Amor y venganza, por ejemplo, nos pone frente a un dilema clásico: Cesur llega al pueblo donde su padre fue asesinado para ajustar cuentas, pero se enamora de Sühan, hija del enemigo. Lo que podría parecer una historia gastada, cobra vida con una dirección de arte meticulosa, una fotografía cinematográfica, silencios cargados de tensión y diálogos que no se dicen a gritos, sino a media voz. Hay algo en esa contención —que a veces roza la melancolía— que conmueve.

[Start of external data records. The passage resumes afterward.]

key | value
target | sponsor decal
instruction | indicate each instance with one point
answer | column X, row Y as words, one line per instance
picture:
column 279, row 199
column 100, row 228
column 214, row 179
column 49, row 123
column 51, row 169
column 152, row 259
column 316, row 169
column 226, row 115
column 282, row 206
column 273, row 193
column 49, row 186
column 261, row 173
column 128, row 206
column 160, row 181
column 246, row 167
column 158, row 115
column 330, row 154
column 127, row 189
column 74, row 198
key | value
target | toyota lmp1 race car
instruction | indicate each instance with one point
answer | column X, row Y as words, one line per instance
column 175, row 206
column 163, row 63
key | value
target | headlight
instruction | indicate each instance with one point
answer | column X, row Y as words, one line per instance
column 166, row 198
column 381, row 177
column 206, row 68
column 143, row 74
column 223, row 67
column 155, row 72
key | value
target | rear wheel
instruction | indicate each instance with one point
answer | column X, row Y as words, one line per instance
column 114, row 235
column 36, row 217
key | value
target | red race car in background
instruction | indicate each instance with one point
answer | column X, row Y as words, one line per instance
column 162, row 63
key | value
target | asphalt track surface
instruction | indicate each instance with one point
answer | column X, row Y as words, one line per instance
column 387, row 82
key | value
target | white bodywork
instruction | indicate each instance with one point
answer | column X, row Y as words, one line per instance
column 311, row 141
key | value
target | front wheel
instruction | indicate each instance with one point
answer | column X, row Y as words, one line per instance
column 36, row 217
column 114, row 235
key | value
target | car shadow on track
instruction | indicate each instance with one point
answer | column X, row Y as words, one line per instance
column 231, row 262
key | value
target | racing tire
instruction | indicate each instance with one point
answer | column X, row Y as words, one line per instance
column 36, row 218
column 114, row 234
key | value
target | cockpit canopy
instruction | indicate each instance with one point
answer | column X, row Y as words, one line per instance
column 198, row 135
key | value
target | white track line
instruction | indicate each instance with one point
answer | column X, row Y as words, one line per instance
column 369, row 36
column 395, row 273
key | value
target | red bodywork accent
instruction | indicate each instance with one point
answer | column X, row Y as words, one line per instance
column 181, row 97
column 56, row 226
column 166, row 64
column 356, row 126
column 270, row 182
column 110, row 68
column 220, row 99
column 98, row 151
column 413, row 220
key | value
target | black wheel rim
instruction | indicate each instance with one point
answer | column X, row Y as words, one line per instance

El espectador cubano, tan acostumbrado a las emociones expresadas con estruendo, encuentra en ese otro ritmo una especie de sosiego.
Además, los rostros turcos han conquistado por su exotismo: parecen europeos, pero también árabes; son distintos, pero no demasiado. Esa mezcla cultural, sumada a paisajes impresionantes —desde las calles empedradas de Estambul hasta los valles inverosímiles de Capadocia—, crea un universo visualmente seductor. Todo es más elegante, más sobrio, más “grande”, y al mismo tiempo cercano.
Hay también un componente identitario: muchas de estas telenovelas muestran sociedades atravesadas por tradiciones rígidas, familias patriarcales, mujeres atrapadas entre el deber y el deseo. El público cubano, que no es ajeno a las contradicciones entre modernidad y conservadurismo, se ve reflejado en esos conflictos. Se reconoce en los silencios de Sühan, en la obstinación de Cesur, en la moral ambigua de Tahsin Korludağ.
Y luego está lo inevitable: el amor. En tiempos de crisis, de escasez y cansancio emocional, las telenovelas turcas ofrecen una escapatoria decorosa. No prometen felicidad eterna ni finales complacientes, pero nos regalan el espejismo necesario. Un amor que duele, que se calla, que desafía, pero que nunca es vulgar. Amor que se construye con miradas largas y músicas de fondo, no con besos arrebatados ni frases rimbombantes.
Hay quien las llama “melodramas modernos”, y quizá lo son. Pero más allá de etiquetas, las telenovelas turcas han sabido reinventar el gusto por las historias bien contadas. Amor y venganza no es solo otra historia de amor imposible: es el reflejo de por qué, todavía hoy, las telenovelas siguen siendo uno de los géneros más consumidos de la televisión en Cuba. Nos distraen, nos conmueven, nos hacen hablar. Nos devuelven, por una hora al día, al lugar donde todavía creemos que el amor —aunque duela— lo puede todo.